Die hier vorgelegte Interpretation des Märchens spiegelt das zu Grunde liegende paartherapeutische Konzept wieder, das sich einerseits aus dem beziehungsanalytischen Modell von Thea Bauriedl (1980) herleitet, und andererseits aus Erweiterungen und Ergänzungen dieses Modells. Soviel sei hier schon angedeutet: Für Bauriedl bildet die Arbeit an der inneren Getrenntheit der Partner das Ziel der paartherapeutischen Arbeit. Die Erweiterung besteht darin, dass neben dem Modus der Getrenntheit in Paarbeziehungen auch Zustände von Einssein und Verbundenheit Platz haben, die durch eine Durchlässigkeit der Ich-Grenzen gekennzeichnet sind. Diese Grenzoffenheit verstehen wir nicht als Rückschritt in kindliche Erlebnismuster, sondern als die Erweiterung einer reifen, erwachsenen Beziehungsregulation: Einssein und Getrenntsein, Autonomie und Verbundenheit, Nähe und Distanz – sie bilden eine bezogene Polarität, die für Paare neue Begegnungs- und Verständigungsmöglichkeiten bietet. Darüber hinaus ermöglicht dieses Modell, die psychologisch-reflexive und die intuitiv- körperbezogene Dimension in Tanz und Bewegung zu verbinden. Anders gesagt: Die weiter unten entwickelten Konzepte der Gegenpoligkeit und Verschränkung nahmen im Workshop auf Zypern durch die Verbindung von paartherapeutischer Reflexion mit tanztherapeutischer Präsenz Gestalt an. Wir hoffen, dass wir im Folgenden etwas von dieser polaren Bezogenheit und Verschränkung dieser Reflexion und Präsenz vermitteln können.

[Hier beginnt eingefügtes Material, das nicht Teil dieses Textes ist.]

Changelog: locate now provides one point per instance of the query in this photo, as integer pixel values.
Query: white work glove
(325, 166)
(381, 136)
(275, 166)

Nähe und Intimität lassen sich nicht allein durch sprachliches Reflektieren herstellen. Sie bedürfen der körperbezogenen und intuitiven Erfahrung in Beziehungsräumen, die spontane Nähe ermöglicht und – manchmal überraschend – neue Bewegungs- und Begegnungsqualitäten schafft. In den tanztherapeutischen Einheiten geschah dies vor allem durch Bewegungen, in denen der Körper ausdrückt, was die Seele bewegt. In den tanzenden Bewegungen, in denen sich die Paare den Impulsen des eigenen Körpers und denen des Gegenübers überließen, konnte sich die Wahrheit des Körpers zeigen. Dadurch entstanden auf neue Weise Momente von Nähe und Intimität, ohne die verbindende Getrenntheit, also das Selbstsein der Partner, aufzugeben.